J'essaye de me tourner au maximum vers les personnes en galère sociale et les militant-e-s. L'une de mes particularités, c'est que je suis un psy à prix libre. Pour l'instant je ne travaille jamais plus de 20 heures par semaine, car c'est épuisant. Accueillir les souffrances des patient-e-s, c'est aussi porter une partie de ces souffrances. Ça nous "travaille" aussi, forcément.

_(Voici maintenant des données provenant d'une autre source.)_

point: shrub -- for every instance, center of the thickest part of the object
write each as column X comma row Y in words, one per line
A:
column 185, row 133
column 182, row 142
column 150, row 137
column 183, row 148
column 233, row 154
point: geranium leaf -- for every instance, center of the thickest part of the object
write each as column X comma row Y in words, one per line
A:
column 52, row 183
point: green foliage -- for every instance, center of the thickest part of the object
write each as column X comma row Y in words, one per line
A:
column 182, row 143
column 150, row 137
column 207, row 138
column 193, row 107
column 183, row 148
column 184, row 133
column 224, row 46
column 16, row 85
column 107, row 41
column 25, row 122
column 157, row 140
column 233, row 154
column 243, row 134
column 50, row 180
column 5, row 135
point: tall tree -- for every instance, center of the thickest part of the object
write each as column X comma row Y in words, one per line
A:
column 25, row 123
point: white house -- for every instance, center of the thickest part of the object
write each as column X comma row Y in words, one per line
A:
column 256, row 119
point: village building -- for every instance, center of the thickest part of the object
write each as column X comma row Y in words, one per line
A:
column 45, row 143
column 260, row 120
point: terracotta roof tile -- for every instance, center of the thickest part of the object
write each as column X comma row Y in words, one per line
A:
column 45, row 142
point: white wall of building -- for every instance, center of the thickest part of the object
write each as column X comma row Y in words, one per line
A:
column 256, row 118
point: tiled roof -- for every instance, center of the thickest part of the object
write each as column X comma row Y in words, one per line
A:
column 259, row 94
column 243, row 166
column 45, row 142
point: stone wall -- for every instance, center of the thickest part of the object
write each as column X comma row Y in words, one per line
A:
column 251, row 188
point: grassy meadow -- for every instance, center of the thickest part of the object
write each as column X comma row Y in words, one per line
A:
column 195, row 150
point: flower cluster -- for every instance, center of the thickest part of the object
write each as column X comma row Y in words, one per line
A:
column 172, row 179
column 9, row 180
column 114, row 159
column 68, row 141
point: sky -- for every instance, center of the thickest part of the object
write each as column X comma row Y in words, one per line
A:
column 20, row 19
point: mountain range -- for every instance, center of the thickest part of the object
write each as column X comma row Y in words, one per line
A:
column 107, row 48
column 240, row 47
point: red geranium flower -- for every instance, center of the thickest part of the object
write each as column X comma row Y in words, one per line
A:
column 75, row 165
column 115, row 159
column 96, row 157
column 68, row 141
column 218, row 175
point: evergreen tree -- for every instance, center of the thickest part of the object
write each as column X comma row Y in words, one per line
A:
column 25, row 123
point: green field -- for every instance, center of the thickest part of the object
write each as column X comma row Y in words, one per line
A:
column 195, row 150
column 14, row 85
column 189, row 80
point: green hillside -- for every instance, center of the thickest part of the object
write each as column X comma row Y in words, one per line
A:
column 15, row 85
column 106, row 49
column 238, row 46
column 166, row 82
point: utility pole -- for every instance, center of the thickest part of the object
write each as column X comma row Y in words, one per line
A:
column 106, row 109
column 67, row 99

Est-ce que tu penses qu'un "bon-ne militant-e" doit faire une psychothérapie ?
Non, il n'y a pas de "devoir" dans ce domaine. On ne démarre pas une bonne psychothérapie sous la contrainte. Par contre je pense que beaucoup de militant-e-s ont des blessures familiales ou sociétales qui font justement qu'ils et elles sont attiré-e-s par le militantisme. Une psychothérapie peut nous aider à comprendre et combattre nos déterminismes, les oppressions et les dominations qu'on subit, surtout dans son enfance, à l'école, au travail. Et aussi dans les milieux militants, qui ne sont pas exempts de violences et de dominations. Je pense d'ailleurs qu'on manque de psychologues libertaires, qui comprennent ce que ressentent et vivent les libertaires.
Est-ce que tu milites par ailleurs ?
Oui, je suis engagé dans des luttes écologistes radicales, et dans une asso LGBTQI. Et je considère aussi mon métier comme du militantisme. D'ailleurs pour moi, militer ou faire une psychothérapie, c'est un peu la même chose : c'est un mouvement vers une émancipation. Une psychothérapie peut aider à trouver sa voie, remettre en question des normes imposées, trouver ou retrouver une certaine jubilation existentielle.